Une plainte des “Bougon” contre M6 !
Jeudi 9 Octobre 2008

Une association a entamé une action en justice pour interdire la diffusion des “Bougon”, la nouvelle série de M6, en se basant sur la mauvaise image que véhiculera la fiction sur ce nom de famille…

M6 a été informé qu’une requête en référé a été introduite devant le tribunal de Nanterre pour interdire la diffusion de la nouvelle série Les Bougon le 13 octobre prochain. L’action a été initiée par une association regroupant “plus de cinquante” personnes portant le nom de Bougon. Ceux-ci n’apprécient pas que leur patronyme soit utilisé pour désigner la famille marginale et grossière, vedette de la nouvelle comédie, qui se livre à toutes sortes d’escroqueries et autres manipulations pour exploiter les failles du système. Loin d’être exemplaire, le comportement des Les Bougon de la fiction de M6 est contraire aux bonnes moeurs selon la requête. Inquiets par l’image véhiculée sur leur nom, les plaignants demandent que les épisodes déjà tournés ne soient pas diffusés et que M6, ainsi que les producteurs, Calt et GMT soient mis en demeure de “modifier le nom de la série”. La requête doit être examinée vendredi par le tribunal de Nanterre.”

Source: Allocine

Ce serait bien qu’on arrête de prendre la fiction trop au sérieux. Ce n’est qu’un jeu.

Oubliez vos trois actes

2 octobre 2008

S’il y a une chose que j’apprends en lisant des scénars, c’est qu’il faut oublier toutes ces notions avancées sur la structure scénaristique.
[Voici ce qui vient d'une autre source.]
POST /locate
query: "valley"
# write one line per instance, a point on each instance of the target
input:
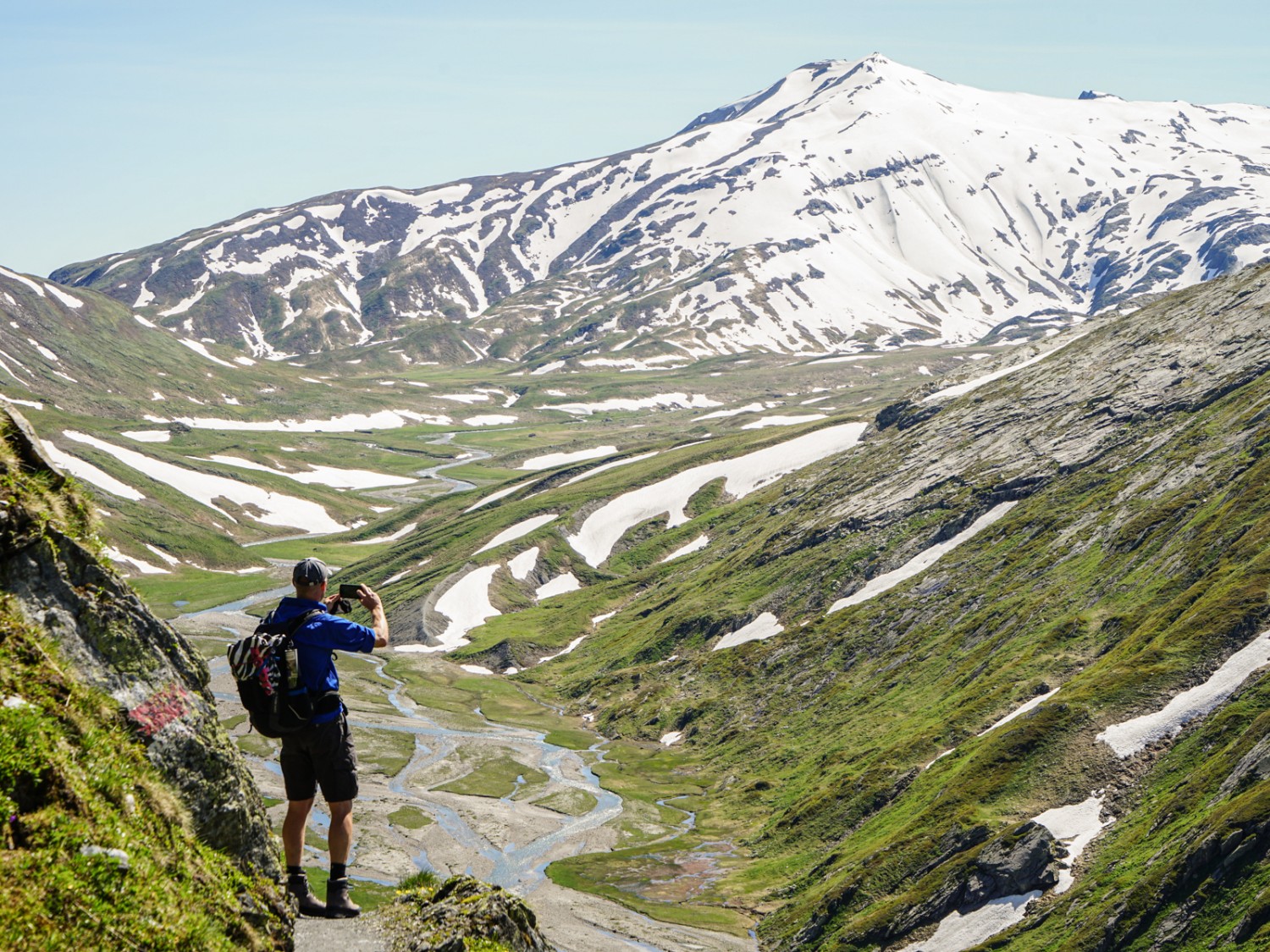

Ce qui compte avant tout, c’est de se souvenir qu’une histoire, c’est une succession d’événements liés par la logique.
Autrement dit, vous allez du point A au point Z parce que vous déroulez l’alphabet ou vous additionnez 2 et 1 parce que vous voulez arriver à 3. Il vous faut un objectif, il vous faut des personnages qui aient une raison d’avoir cet objectif et vous ne devez jamais perdre de vue que toute action a des conséquences et que c’est encore plus vrai dans les histoires que dans la vie.
Ce qui signifie qu’on ne peut pas mettre en place une situation sans penser à ce qui va en découler, qu’on ne peut pas non plus se contenter de faire se succéder des scènes sans qu’elles aient un étroit rapport avec la ligne directrice qu’on s’est fixée (et qui s’étend quelque part entre l’objectif du personnage et l’objectif du scénario).
Quand vous construisez, demandez vous “et alors?” après chaque action, comme dans “qu’est-ce que cela déclenche? qu’est-ce que cela provoque? quelles sont les impacts de cette action sur les autres personnages et sur l’environnement?”
Ne vous contentez pas des réponses les plus évidentes, creusez, brainstormez, mindmappez, allez plus loin que la première idée, qui est celle de M. Toulemonde. Vous êtes conteur, que diable, surprendre votre auditoire, c’est votre boulot!

Les trois actes, la structure de Snyder, les idées de Truby, c’est bien mignon, mais si vous oubliez la base, vous n’allez nulle part. Et la base tient là-dedans: une histoire, c’est un écosystème.